In honor of the  20th year of the Sankhu Palubari Community School, The Emily Sandall Foundation will be sponsoring  20 students to attend the school.

The Sankhu-Palubari Community School (SPCS) in Nepal provides a free education — from pre-K through grade 10 — to the neediest children in this rural Kathmandu Valley area. Founded by The Advocates for Human Rights and operated in partnership with Educate the Children-Nepal and the local community, the school gives a genuine alternative to child labor and a brighter future.

The SPCS curriculum includes Nepali, English, grammar, math, science, and social studies. Extracurricular opportunities include poetry, art, music, Nepali dance, speech, and sports. Students also learn the fundamental principles of human rights through “Alfulai Chinau,” a human rights curriculum developed especially for the school.

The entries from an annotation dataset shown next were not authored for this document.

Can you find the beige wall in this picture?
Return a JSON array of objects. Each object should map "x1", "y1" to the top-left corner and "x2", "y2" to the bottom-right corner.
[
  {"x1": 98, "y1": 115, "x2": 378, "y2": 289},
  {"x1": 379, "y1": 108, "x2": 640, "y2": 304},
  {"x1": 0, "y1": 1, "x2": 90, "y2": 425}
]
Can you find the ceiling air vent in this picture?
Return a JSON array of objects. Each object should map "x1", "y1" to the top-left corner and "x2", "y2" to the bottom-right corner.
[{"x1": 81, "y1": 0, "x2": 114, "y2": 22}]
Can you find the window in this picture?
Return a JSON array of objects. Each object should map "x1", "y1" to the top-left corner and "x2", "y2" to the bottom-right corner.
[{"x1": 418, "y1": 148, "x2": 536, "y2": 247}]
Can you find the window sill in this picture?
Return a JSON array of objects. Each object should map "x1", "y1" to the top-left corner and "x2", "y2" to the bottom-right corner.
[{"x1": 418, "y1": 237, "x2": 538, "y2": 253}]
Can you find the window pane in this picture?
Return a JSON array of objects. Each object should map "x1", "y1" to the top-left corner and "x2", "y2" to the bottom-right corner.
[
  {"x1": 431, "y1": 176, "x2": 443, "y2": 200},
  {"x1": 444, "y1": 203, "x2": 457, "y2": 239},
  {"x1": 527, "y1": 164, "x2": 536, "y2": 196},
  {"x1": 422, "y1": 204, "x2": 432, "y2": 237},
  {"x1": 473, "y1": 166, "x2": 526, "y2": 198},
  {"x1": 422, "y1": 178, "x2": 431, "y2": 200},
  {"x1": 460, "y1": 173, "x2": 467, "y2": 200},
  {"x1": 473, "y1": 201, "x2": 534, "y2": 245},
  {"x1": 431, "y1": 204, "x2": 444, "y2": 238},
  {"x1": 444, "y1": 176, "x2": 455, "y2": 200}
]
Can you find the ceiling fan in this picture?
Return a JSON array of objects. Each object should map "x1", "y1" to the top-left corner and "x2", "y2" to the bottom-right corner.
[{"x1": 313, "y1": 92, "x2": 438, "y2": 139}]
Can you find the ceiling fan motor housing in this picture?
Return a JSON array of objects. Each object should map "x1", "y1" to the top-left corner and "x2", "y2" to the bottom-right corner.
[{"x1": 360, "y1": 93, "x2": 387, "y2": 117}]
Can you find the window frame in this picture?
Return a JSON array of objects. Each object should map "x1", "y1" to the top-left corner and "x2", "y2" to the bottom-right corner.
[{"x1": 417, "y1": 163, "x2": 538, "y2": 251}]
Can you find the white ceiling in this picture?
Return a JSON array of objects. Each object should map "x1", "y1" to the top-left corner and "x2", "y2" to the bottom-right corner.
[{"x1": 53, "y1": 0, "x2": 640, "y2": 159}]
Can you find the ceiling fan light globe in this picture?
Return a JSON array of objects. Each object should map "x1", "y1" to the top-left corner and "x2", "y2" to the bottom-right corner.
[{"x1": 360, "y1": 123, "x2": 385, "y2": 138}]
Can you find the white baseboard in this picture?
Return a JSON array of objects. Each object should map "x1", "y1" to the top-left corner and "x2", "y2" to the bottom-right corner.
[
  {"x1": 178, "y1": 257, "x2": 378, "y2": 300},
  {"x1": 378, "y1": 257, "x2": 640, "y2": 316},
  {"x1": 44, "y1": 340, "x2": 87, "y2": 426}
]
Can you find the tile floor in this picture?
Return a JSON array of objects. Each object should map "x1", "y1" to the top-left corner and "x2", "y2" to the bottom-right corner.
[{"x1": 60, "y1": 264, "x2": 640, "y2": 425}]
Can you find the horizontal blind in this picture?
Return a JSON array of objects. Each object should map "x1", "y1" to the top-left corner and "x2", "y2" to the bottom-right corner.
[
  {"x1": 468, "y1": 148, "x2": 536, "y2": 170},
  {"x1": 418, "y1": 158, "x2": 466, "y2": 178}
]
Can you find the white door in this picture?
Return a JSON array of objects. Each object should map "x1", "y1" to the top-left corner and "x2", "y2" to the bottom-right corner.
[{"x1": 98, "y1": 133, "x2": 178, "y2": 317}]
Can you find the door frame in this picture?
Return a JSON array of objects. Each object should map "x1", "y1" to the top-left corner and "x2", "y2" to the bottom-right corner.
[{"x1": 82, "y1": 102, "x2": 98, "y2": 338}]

The school also provides a daily meal, health checks, and immunizations for all students.

The Need
An estimated 2.6 million Nepali children between the ages of 5 and 14 are child laborers. Children work in in dangerous conditions in brickyards, carpet factories, and quarries, or in agricultural and domestic work. Nepali children are also vulnerable to being trafficked to India.

Because Nepali public schools generally charge administrative fees and fees for books, exams, and uniforms, struggling families like those in the Sankhu-Palubari community cannot afford to educate their children. (When the school opened in 1999, more than 50 percent of the 10,000 of the community’s residents were unemployed.) Uneducated and illiterate, children grow up to be impoverished adults, continuing the cycle of poverty.

Many students are members of Nepal’s most marginalized indigenous groups and lower castes — such as the Dalit — who might otherwise be forced to work. SPCS promotes equal access to education for low-income families, and welcomes children regardless of caste, ethnicity, or gender.

Another SPCS focus is supporting girl students so that they stay in school. Currently, more than 50 percent of students at SPCS are girls, a huge gain in the percentage in place when the school first opened. The school has made remarkable strides towards gender parity in a country where education of girls is often not valued equally with education of boys.